Saturday, May 14, 2011

I am Remarkably Slow on the Uptake


I choked up at the frozen food aisle when I was shopping tonight. I haven't cried in a grocery store in a very long time, but tonight I did. It was the frozen dinners.

My dad's been dead almost ten years now, but I guess even when you think you're done grieving, you're not. There's still lingering regret to deal with.

It was a rough time, my dad's illness. His actual illness was fairly merciful, for cancer. After seeing what my mom had gone through just a little over a year before, we were both grateful that dad wasn't in pain, wasn't terrified, just slowly dwindled until he drifted away altogether.

We were both still in shock over Mom, and I think he took some strange comfort in the thought that he wouldn't be apart from her long. I didn't have that - I knew I'd be left to deal with it all in a way I just couldn't deal with it as it happened. There was too much to do.

I was working full time, my kids were teenagers, I was an only child - there were no brothers or sisters to call on for help. So I raced through the days like a robot, trying to do everything that was needed and keep a brave face on for everyone. I did a lousy job, I know now, but I tried really hard.

Each night, before making dinner for the family, I walked across the driveway to Dad's apartment and made him dinner. I sat with him while he ate it and we chatted. I was the only company he had all day unless you count the nurses as he got sicker. He really looked forward to me stopping by on my lunch hour and spending a half an hour or maybe an hour in the evening. I didn't mind, either.

But I didn't really cook. I guess I did a few nights a week, but today in that freezer aisle I remember how he'd ask me to get a particular brand of frozen dinner because he really liked it. He'd ask for them a few times every week.

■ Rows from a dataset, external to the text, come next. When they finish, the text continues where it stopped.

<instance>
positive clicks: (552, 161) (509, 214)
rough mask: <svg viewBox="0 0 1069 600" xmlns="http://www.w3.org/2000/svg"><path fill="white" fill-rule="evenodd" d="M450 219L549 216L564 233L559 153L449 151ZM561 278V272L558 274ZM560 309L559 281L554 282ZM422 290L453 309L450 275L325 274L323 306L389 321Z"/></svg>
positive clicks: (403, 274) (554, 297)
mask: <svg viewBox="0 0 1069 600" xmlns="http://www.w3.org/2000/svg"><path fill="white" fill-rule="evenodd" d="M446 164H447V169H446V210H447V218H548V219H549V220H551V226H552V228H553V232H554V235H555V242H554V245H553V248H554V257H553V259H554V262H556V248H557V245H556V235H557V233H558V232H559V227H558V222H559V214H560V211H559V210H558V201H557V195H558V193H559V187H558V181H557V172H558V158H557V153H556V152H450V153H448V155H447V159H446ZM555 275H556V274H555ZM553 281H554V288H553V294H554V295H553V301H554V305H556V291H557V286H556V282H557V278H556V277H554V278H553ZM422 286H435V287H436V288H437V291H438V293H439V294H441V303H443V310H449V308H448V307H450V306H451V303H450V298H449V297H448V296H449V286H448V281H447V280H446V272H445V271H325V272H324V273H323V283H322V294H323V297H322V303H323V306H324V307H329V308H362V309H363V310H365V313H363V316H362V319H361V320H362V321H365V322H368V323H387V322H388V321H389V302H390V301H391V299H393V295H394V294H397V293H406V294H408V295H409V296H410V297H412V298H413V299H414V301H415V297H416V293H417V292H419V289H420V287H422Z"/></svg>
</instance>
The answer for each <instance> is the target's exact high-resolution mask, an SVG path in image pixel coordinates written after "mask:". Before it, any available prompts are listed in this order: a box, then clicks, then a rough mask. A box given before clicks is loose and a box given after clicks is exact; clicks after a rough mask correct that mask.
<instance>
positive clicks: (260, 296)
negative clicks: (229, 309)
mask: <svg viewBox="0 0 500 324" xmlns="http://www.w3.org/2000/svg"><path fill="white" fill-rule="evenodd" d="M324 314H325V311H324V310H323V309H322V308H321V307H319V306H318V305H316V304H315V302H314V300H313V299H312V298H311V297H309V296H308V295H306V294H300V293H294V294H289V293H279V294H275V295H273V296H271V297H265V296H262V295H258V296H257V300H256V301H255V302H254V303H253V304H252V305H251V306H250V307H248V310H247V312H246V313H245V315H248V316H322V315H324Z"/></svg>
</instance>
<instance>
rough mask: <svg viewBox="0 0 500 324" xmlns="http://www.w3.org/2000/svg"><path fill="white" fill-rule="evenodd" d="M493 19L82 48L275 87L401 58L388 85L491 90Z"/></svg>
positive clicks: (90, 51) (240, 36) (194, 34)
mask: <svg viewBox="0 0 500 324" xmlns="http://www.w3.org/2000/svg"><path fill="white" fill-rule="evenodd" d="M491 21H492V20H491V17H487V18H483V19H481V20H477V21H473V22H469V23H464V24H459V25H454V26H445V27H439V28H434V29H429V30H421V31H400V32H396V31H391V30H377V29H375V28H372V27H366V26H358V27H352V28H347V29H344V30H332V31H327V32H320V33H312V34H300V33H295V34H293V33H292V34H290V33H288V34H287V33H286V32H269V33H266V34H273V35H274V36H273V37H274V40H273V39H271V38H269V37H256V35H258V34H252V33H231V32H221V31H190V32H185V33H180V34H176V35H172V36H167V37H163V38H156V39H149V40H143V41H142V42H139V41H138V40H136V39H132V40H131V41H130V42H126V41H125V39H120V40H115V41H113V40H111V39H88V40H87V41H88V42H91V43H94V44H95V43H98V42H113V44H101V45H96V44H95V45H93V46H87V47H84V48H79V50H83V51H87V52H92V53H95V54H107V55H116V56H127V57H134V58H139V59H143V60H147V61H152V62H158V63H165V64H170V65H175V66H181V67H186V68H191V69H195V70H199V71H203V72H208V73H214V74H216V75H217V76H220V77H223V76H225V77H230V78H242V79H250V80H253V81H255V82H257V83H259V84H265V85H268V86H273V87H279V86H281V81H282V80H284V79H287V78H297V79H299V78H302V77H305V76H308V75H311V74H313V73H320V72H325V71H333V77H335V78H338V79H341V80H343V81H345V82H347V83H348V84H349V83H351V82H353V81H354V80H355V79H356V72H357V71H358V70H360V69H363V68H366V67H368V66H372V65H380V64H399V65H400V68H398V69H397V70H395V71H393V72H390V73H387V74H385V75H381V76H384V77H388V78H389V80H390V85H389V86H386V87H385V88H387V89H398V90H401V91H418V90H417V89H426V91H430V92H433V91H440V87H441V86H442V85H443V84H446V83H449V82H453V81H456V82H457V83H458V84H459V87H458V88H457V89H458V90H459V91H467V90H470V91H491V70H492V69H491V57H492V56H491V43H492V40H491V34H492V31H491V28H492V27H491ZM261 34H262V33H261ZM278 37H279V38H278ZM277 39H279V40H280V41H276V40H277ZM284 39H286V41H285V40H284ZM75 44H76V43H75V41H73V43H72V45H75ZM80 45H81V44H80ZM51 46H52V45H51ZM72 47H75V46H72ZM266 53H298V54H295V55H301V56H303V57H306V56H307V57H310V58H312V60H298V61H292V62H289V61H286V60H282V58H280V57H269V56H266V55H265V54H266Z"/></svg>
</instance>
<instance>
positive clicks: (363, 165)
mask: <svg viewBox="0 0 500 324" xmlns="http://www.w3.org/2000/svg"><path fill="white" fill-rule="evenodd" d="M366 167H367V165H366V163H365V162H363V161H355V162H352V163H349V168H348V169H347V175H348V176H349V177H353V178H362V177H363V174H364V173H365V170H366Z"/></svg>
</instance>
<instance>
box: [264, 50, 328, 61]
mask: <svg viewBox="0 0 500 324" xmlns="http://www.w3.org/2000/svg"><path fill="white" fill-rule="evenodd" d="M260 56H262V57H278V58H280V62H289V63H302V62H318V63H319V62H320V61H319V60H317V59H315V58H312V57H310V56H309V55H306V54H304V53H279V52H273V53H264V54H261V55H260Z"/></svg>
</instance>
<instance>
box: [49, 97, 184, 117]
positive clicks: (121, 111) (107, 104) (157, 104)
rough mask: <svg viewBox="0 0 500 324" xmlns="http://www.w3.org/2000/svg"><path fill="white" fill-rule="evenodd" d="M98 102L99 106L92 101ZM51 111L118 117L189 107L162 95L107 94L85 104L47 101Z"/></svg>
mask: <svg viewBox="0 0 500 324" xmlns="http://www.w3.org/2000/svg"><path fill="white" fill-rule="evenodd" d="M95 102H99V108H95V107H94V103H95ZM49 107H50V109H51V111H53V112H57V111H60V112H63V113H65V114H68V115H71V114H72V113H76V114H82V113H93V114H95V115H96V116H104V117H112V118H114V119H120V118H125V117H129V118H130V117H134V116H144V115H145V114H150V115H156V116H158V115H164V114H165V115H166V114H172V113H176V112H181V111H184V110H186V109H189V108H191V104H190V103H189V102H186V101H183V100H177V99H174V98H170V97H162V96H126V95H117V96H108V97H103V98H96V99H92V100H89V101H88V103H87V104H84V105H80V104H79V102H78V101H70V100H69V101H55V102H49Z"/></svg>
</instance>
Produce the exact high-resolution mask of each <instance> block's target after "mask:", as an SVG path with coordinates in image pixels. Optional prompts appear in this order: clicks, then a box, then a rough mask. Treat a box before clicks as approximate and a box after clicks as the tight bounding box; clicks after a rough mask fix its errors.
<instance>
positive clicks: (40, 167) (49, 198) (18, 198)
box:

What he liked was knowing that it wouldn't taste bad and I wouldn't have to cook it. He knew I was running on empty. And today was the first time I realized it.

We didn't get along at all when I was growing up, my dad and I. I think maybe we were too much alike in all the worst possible ways - insecurity,sensitivity, neuroses. I didn't want to be like him. I wanted to be like my mom.

All the defenses dropped at the end for both of us, and we liked each other a lot. And I'm sorry, so sorry, now, that I wasn't able to make him amazing, tasty meals every single night.

But I was so lucky. The night before he died I had the chance to ask him, "Did I do alright, Dad?" And he said in the strong voice I hadn't heard in a long time, "You did great." I guess he knew I did the best I could.

I just wish I could have done better. He was a good man.

3 comments:

Jo said...

Oh, Susan, you give voice to the doubts we all feel when looking back at these experiences.

I cried as I read this beautiful post, so filled with love. I cried, too, because I'm just beginning to review my own role in helping my mother to make the transition to her new realm.

Did we do enough? I'm convinced we did all that we could, and that is enough for our loved ones.

My mother's been gone just a few weeks. To think I'll still be revisiting the pain ten years from now is surreal. I guess it never really resolves.

Thank you for sharing this with us.

Susan said...

Jo, I'm sorry about your mom. I can tell you that although it does still hurt terribly all this time later, the pain is less sharp and far less frequent. Instead of that constant ache, it's an occasional sting.
More and more, you'll remember whatever good things there are to remember. And be glad you were there for her.
Big hug.
S

Marty Mars said...

Kia ora Susan

I really enjoyed this post and I can fully get the overwhelming feelings that catch us out when we least expect it. My father died of cancer and our relationship wasn't very good. It was only after my son was born that I realised what he must have gone through and I had so many questions for him - about me. It may be a good thing that he wasn't around - I may not have liked the answers - certainly based on most of our interactions that would have been likely.

Yet through all the pain and hurt I still love him and miss him.